セガンの修学歴を考える上で。幻の原稿(「近代初頭フランスにおける救済院・施療院内教育とイディオ(知的障害)教育)」)冒頭部より。
「18世紀の経済学者であり哲学者のアダム・スミスは、「教育を受けた民衆は、無知蒙昧な民衆に比して、はるかに礼儀正しく、秩序を重んじ、自尊心も強い。政府の政策に対して無法な、あるいは無用の反対をするように煽動されることも少ない。」旨を述べた。そこでいう教育とは、国家・社会の安寧、治安、秩序づくりのための労働者教育、国民教育のことであり、いわゆる近代学校創設への道を拓いている。読・書・算という3R’sの教育と宗教的情操の教育を重んじる教育が、身分も財産も持たない一般民衆に義務として課せられ、普通義務教育として制度化されるのは1833年のことである(「ギゾー法」)。それ以前は、教会各小教区の修道士たちによる教育が為されていた。貧困者に対しては無償であったとの公的報告がある(Rapport sur l'état des hopitaux, des hospices. et des secours à domiciel, à Paris. 1816. p. 359. Écoles de Charité の項)。その一方で、封建的身分制の残像下に生きる人々、近代という時代のヘゲモニーを握る新興ブルジョアジーたちは、中等教育に力を注ぐようになる。」 ギゾー法は制度的区切りでしか無く、実体は宗教者による初等学校(初等教育)は1880年頃まで続いていくことは押さえなければならない。このシステムを壊そうとしたのがパリ・コミューン。新著に詳しくした。

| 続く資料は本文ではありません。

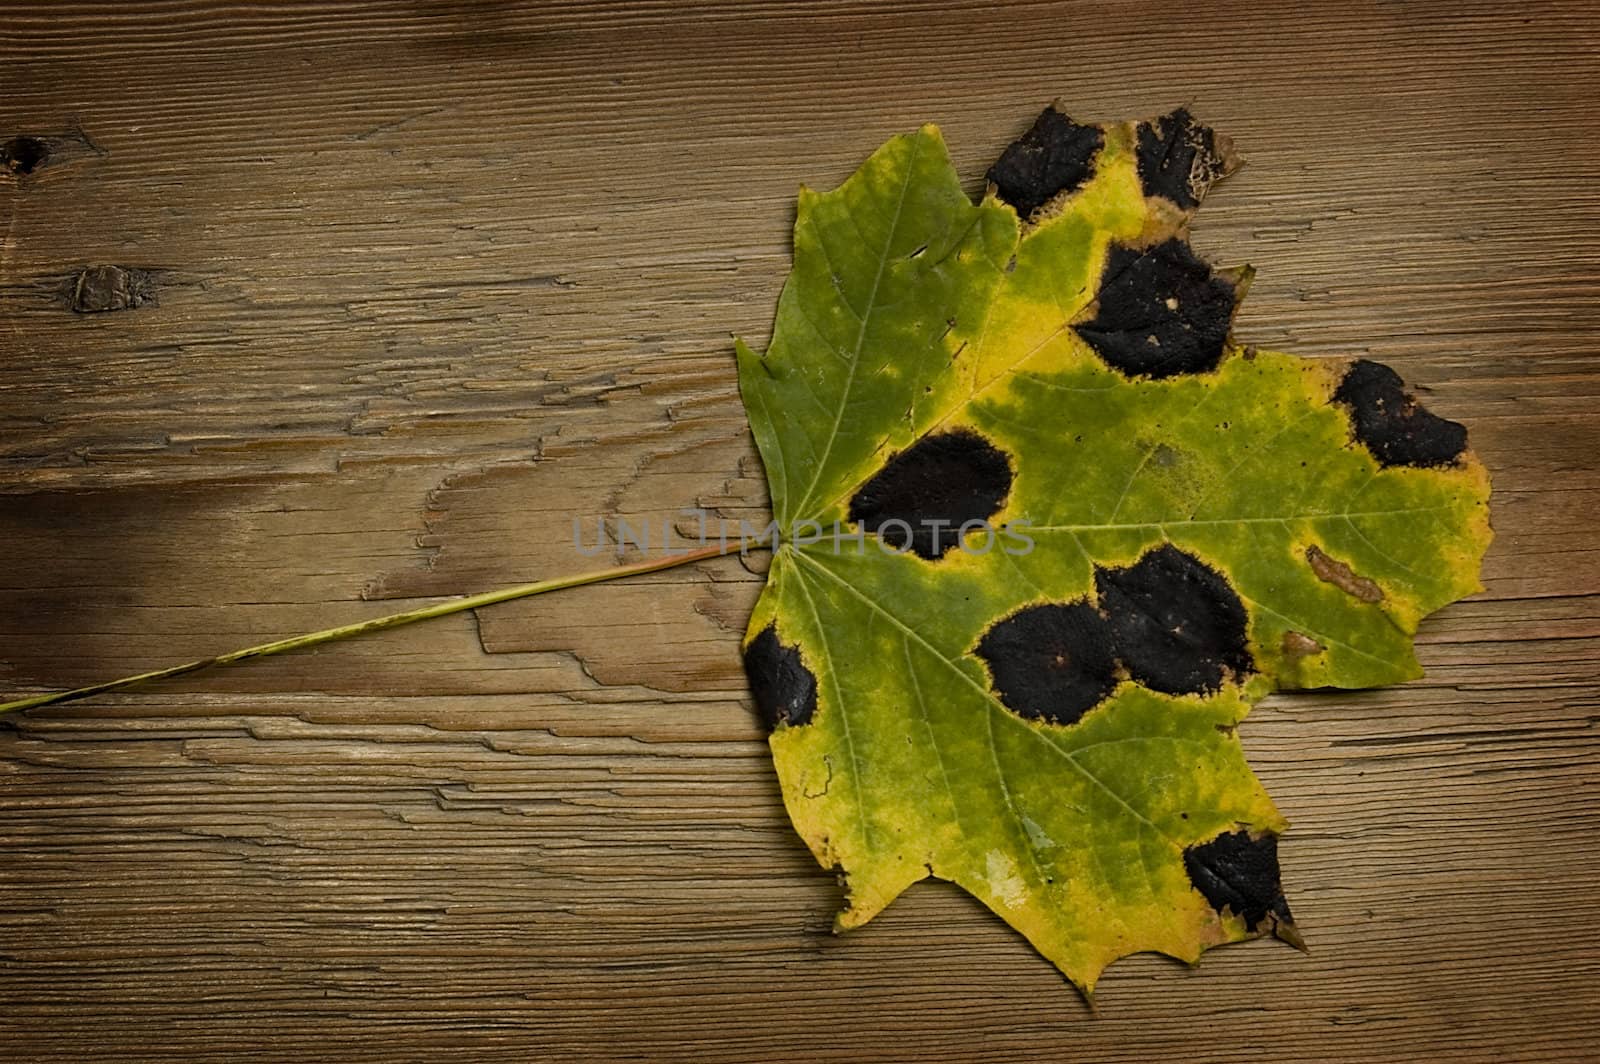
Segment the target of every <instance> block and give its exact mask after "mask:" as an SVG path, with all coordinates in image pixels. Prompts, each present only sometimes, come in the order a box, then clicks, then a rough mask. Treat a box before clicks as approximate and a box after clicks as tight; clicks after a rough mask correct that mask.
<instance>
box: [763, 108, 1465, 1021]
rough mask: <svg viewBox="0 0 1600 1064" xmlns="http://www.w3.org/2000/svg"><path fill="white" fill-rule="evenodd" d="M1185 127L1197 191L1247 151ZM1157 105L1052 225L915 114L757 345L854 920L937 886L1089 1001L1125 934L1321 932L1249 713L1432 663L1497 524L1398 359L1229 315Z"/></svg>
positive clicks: (1049, 216) (1163, 118)
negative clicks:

 この引用文記述の最終行がセガンの生育史にあてはめて考えられるという立場。近代普通教育史でのみ考えられてきたセガンの幼少年期像を覆す。
○しかし、セガンの修学を記録する公文書は2010年の拙著に記したのみ。やはり、公教育としての初等教育は受けていないと判断してしかるべきだろう。それがまた、当時のブルジョア階層の「自画像」でもある。